Я садился точить на бритвенном оселке ржавые патефонные иголки, а мама крохотной рукояткой накручивала трескучую пружину патефона. И вот, после долгого гусиного шипения, ящик вдруг взрывался знакомым басом, который густо заполнял нашу маленькую избенку, не вмещался в ней, и казалось, вот-вот поднимет потолок, разворотит стены.
Мы по бережку-у идем,
Песню солнышку-у поем,—
бархатно гремел голос, и бабы, подавшись вперед, вперяли в синий ящик затуманенные слезой, словно бы слепые глаза. О чем они думали в этот миг? Может быть, о том, что кончатся скоро эти стылые, беспросветные ночи, растают снега и вернутся с войны их мужья и сыновья и снова будет счастливая жизнь на этой суровой, неласковой земле, и степь так густо покроется весенними цветами — огоньками, что почудится — это низовое пламя крадется к беззащитным березовым стволам… И снова загудит в березовых лагушках добрая медовуха, запенится, заискрится на свадебных столах, — быть может, обо всем этом рассказывала задавленным нуждой и лошадиной работой женщинам патефонная песня, могучая и раздольная, как наши степи…
Паранька ухватилась за патефон мертвой хваткой:
— Отдай, Марья. До песен ли тебе сейчас? Детей не пропой, девка. Отдай — ведро муки не пожалею. Крупчатой.
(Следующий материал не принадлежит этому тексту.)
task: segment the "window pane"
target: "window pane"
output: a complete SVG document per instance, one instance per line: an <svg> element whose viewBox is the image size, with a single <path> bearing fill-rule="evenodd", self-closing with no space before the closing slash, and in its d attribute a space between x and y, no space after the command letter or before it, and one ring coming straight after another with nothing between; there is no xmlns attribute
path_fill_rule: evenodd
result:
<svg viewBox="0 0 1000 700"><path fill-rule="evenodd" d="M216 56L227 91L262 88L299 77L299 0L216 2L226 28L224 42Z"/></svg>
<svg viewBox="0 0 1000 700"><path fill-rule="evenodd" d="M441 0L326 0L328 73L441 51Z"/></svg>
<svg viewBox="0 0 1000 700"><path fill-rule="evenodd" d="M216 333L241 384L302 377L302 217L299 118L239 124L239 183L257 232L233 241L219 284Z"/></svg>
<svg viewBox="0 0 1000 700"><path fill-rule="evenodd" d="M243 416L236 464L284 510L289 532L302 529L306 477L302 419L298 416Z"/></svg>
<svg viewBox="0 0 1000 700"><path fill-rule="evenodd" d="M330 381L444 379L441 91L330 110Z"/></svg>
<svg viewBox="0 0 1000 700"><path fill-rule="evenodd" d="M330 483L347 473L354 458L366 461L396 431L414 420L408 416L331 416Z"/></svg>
Мама не сдавалась. Соседки, когда заходили к нам по делу, словно бы невзначай, но с тревогой и надеждою заглядывали в горницу: не исчез ли патефон?
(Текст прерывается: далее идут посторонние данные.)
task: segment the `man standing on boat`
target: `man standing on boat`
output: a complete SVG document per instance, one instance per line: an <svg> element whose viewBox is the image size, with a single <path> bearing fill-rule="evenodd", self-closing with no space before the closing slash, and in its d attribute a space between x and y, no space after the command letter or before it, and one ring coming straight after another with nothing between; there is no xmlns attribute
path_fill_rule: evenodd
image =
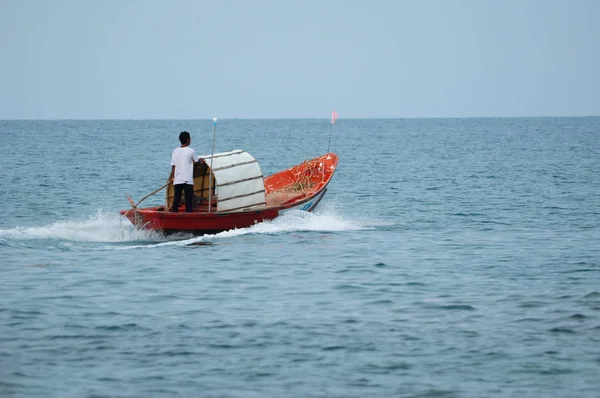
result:
<svg viewBox="0 0 600 398"><path fill-rule="evenodd" d="M194 164L204 162L204 159L198 158L196 151L190 148L192 138L190 133L182 131L179 134L181 146L175 148L171 156L171 176L169 180L173 180L173 189L175 197L173 198L173 207L171 211L179 210L179 202L181 201L181 192L185 192L185 212L191 213L194 201Z"/></svg>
А для меня становилось все труднее доглядывать за младшими ребятишками. Во дворе я ходил за ними с прутом, словно за гусятами. Но стоило только на минуту отвернуться, как Петька и Танька скрывались в зарослях лопухов, проползали на животах под дощатым забором и оказывались на огневском подворье. Наверное, они чуяли по запаху, когда Паранька начинала готовить обед. Петька брал сестренку за руку и направлялся к крыльцу. Они прижимались к косяку и по очереди заглядывали в полутемные сенцы, где тетка Паранька на шипящем примусе жарила оладьи. Ребятишек она не прогоняла. Иногда даже давала по оладышку.
Я спохватывался, перемахивал шаткий забор, на ходу отыскивая прут. Подбегал к огневскому крыльцу, хватал Петьку за шиворот… Но от резких ли движений или от густого запаха жареного сала у меня вдруг мутилось в голове, подламывались ноги. Я не мог, не мог отвести взгляда от пышных румяных оладьев, которые горкой возвышались на тарелке.
— Ничо мать насчет патефона не говорила? — спрашивала распаренная, потная тетка Паранька.
Нет, не говорила, — покорно отвечал я.
— Ну дак, на вот оладышек, съешь, да скажи матери — пусть продаст мне патефон, я муки дам, сами оладышки печь будете.